Performance implications for using XTypes

8 posts / 0 new
Last post
Offline
Last seen: 6 years 1 month ago
Joined: 03/06/2014
Posts: 6
Performance implications for using XTypes

We are looking into using the DynamicData / DynamicType interfaces specified by the DDS-XTypes standard. The spec mentions "may be lower performance to use than plain data objects" for the use of "dynamic language bindings". Before we dive deeper into trying it and building prototypes with that we would like to ask for an assessment about the performance implications. We are intrested in a rough estimation (rather then exact numbers).

Is the performance impact mostly limited to the discovery phase or does it affect the handling of every single message?
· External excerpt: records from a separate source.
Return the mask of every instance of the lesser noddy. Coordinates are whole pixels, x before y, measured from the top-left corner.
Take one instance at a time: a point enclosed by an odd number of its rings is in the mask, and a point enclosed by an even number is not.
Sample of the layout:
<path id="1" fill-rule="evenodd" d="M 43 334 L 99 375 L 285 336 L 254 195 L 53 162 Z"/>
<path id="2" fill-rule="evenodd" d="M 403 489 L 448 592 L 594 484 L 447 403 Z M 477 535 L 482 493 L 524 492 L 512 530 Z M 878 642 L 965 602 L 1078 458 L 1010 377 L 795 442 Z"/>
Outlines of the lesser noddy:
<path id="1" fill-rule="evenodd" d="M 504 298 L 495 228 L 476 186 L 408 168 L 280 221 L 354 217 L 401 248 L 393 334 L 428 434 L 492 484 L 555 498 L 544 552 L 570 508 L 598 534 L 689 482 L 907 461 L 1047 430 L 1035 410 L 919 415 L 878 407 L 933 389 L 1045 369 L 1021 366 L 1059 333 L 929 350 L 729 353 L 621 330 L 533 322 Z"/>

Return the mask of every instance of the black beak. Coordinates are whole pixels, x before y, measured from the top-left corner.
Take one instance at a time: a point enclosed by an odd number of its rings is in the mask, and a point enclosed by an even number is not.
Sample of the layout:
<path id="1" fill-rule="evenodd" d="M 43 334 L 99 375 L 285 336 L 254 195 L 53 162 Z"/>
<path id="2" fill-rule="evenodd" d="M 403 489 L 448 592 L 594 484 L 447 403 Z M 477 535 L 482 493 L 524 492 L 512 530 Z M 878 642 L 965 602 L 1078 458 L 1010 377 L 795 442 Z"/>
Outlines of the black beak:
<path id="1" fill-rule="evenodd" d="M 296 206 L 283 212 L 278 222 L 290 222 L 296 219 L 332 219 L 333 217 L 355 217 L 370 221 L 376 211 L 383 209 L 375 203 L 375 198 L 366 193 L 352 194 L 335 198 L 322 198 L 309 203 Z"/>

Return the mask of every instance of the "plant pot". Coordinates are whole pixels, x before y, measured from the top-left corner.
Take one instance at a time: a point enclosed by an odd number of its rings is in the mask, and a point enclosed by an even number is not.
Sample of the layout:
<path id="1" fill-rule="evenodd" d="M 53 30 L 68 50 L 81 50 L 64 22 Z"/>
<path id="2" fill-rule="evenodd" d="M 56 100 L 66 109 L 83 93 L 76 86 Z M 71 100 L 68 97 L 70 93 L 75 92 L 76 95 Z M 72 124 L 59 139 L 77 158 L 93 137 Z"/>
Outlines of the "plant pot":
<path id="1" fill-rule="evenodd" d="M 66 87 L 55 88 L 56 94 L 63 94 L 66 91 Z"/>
What is the to-be-expected overhead for each message handled / serialized / transfered?

Thanks!

Organization:
Gerardo Pardo's picture
Offline
Last seen: 3 weeks 1 day ago
Joined: 06/02/2010
Posts: 601

Hi Dirk,

Your question is really about the DynamicData aspect of XTYPES. XTYPES itself does not force the use of DynamicData so if you use XTYPES to get the flexibility of being able to evolve your type system but define the data types in IDL/XML and generate the serailization/deserialization code, there should be no performance impact. Well, almost if your type is "Mutable" rather than the  "Extensible" default then the encapsulation is a bit more verbose... But it is the minimal necessary to support modifying data types without breaking interoperability.

Regarding the use of DynamicData. It is hard to answer this question in a generic fashion because it will largely depend on the particular vendor implementation as well as the complexity of the data-type itself. 

The impact is per message. There is very little impact at discovery time.

Assume you have types such as this:

struct RobotPosition {
    float x;
    float y;
    float z;
};

struct RobotVelocity {
    float vx;
    float vy;
    float vz;
};

struct RobotState {
     Position pos;
     Velocity vel;
};
              

If you generate code from the above types in IDL then the serialization/deserialzation code is generated to access each field in the data type via direct member access and then call functions (which we, RTI, typically optimize to macros) to copy the bytes into a stream.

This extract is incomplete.